Downtown Jamaica’s History Offers Opportunity For a Renaissance


Glenn Greenridge

Glenn Greenridge

Near the intersection where Jamaica Avenue and Merrick Boulevard meet, the elevated train tracks cast a shadow over Jamaica Avenue east to 168th Street. The stores below—from Sutphin Boulevard to 170th Street—once included Montgomery Ward, Lerner’s, Gertz, Woolworths, Mays, Wertheimer and Macys one block north of Jamaica Avenue on 165th Street.

There were two grand movie theatres—Lowe’s Valencia and the RKO Alden—across the street that featured numerous entertainment options, such as movie-going and concerts.

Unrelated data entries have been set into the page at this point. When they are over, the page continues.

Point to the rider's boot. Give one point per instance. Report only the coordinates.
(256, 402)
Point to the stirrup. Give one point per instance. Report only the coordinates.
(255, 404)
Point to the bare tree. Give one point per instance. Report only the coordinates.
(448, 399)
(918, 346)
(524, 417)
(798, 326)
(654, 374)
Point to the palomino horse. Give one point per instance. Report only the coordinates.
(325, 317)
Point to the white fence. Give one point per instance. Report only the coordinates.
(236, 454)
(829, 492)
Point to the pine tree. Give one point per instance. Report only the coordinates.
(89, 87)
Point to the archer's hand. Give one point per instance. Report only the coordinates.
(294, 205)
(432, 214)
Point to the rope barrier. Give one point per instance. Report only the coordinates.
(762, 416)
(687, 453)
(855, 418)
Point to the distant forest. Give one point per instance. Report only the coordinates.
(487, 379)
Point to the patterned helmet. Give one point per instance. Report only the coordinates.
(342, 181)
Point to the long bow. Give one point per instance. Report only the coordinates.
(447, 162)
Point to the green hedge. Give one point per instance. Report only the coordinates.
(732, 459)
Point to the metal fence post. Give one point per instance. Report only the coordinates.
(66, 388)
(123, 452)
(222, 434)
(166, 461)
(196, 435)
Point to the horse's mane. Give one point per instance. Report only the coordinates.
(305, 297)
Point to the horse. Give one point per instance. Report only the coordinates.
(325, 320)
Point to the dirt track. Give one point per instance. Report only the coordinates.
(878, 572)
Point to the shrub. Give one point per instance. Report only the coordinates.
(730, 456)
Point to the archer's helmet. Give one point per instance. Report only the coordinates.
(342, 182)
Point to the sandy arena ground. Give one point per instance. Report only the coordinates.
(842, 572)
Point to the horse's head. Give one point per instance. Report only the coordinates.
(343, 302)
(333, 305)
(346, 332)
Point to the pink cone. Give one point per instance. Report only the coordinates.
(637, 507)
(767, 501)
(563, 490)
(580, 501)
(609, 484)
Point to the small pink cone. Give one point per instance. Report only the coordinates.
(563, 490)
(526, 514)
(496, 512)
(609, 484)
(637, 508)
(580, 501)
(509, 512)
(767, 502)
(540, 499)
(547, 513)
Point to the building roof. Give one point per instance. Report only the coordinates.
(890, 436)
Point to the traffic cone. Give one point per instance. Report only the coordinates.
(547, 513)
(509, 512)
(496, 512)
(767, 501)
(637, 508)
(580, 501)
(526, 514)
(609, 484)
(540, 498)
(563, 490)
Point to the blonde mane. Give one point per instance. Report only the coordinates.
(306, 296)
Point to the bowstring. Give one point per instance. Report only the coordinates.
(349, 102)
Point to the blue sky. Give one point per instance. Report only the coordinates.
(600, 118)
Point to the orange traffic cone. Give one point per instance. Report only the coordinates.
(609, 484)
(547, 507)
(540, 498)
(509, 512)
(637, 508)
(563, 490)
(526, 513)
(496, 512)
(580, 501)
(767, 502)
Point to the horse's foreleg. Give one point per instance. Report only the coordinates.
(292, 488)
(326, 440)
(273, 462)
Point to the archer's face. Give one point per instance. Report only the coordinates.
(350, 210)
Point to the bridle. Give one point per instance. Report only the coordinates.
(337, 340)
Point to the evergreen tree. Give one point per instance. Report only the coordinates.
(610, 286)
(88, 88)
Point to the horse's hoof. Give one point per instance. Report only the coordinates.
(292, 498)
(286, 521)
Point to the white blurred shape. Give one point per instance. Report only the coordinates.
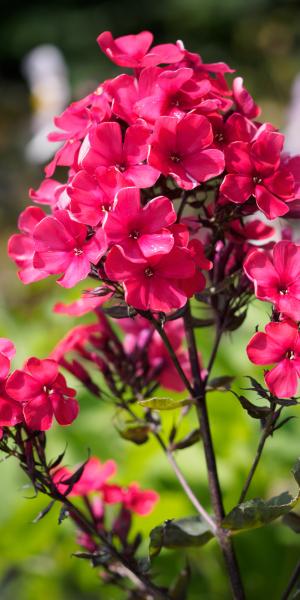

Some of the smaller retailers included Buster Brown Shoes, Flagg Brothers, Florsheim Shoes, Margarita Pizza, Reval Knox Men’s shop and Chock Full of Nuts.

There was a big controversy around removing the El and questions concerning the survival of existing business arose since the replacement line on Archer Avenue would take some time to be built. As a teenager, I noticed that the replacement opened up Jamaica Avenue and made it more inviting.

There were three bus lines providing transportation to Downtown Jamaica— Red & Tan Line operating off Guy R. Brewer, which was New York Boulevard at that time; the Green Bus Line connected Richmond Hill, South Jamaica and Downtown Jamaica; and New York City Bus serviced Merrick and Farmers boulevards. Most of the bus lines converged at the bus depot at Merrick and 89th Avenue, which also served areas in Long Island. Across the street was the Jamaica Library Branch, which still boasts the largest circulation outside of the central Manhattan Library branches. On the other block in the westerly direction was Macy’s Department Store, which is now known as the Coliseum. The Jamaica Station LIRR had been a vibrant transportation hub throughout this time.

The removal of the El shifted the economy of Jamaica Avenue. Woolworth’s, Gertz, and Macy’s managed to maintain their client base, however, around the time when the RKO Alden and three other movie theatres moved off Jamaica and Hillside avenues, the economic vivacity of the area regressed. Also, the birth of malls pulled customers away from Downtown Jamaica.

In 1988, the Jamaica Center Station was built, moving the E and J trains to Archer Avenue and Parsons Boulevard, leaving only the F train on Hillside Avenue.

The building at One Jamaica Center included the Jamaica Multiplex Cinema, Bally’s Gym, a few restaurants, parking, BOCES Education Center and Carver Bank.

Jamaica Center Station quickly became a major transportation hub connecting the E and J trains to the buses now lined up along Archer Avenue, shuttling Southeast Queens to Far Rockaway.

Not surprisingly, the building of Jamaica Center caused most of the retail east of Merrick Boulevard to decline. In 2007, City Planning implemented the largest up-zoning in the city, which affected 580 blocks—most of which was located in Downtown Jamaica. This up-zoning was done with the anticipation of the revitalization of the downtown business corridor. The real estate and mortgage markets debacle suppressed the potential growth up until the last four to five years, when developers began to take interest in Downtown Jamaica. The Economic Development Summit in November 2012 at York College sparked some local interest and the Regional Planning Association (RPA) was already looking to include Jamaica once again in its 4th Regional Plan.

The Greater Jamaica Development Corporation had some key land holdings that supported the development we see today—The Crossing at Jamaica Station at the corner of Sutphin and Archer Avenue, Hilton Garden Inn at Sutphin and 94th Street and a proposed mixed-use parking/retail/apartment at 168th Street and 90th Avenue. Additionally, eight hotels are either under construction or being proposed.

Southeast Queens has a great opportunity to have Downtown Jamaica return to the vibrant retail corridor that existed years ago. We have Target, Burlington, H&M, Dallas BBQ and Chipotle leading the charge and 1,000 new apartment units already under construction with at least two to three projects coming to Downtown Jamaica. Do not be surprised by the renaissance of Jamaica in as little as three to five years.

Glenn Greenridge is the land use chairman for Community Board 12.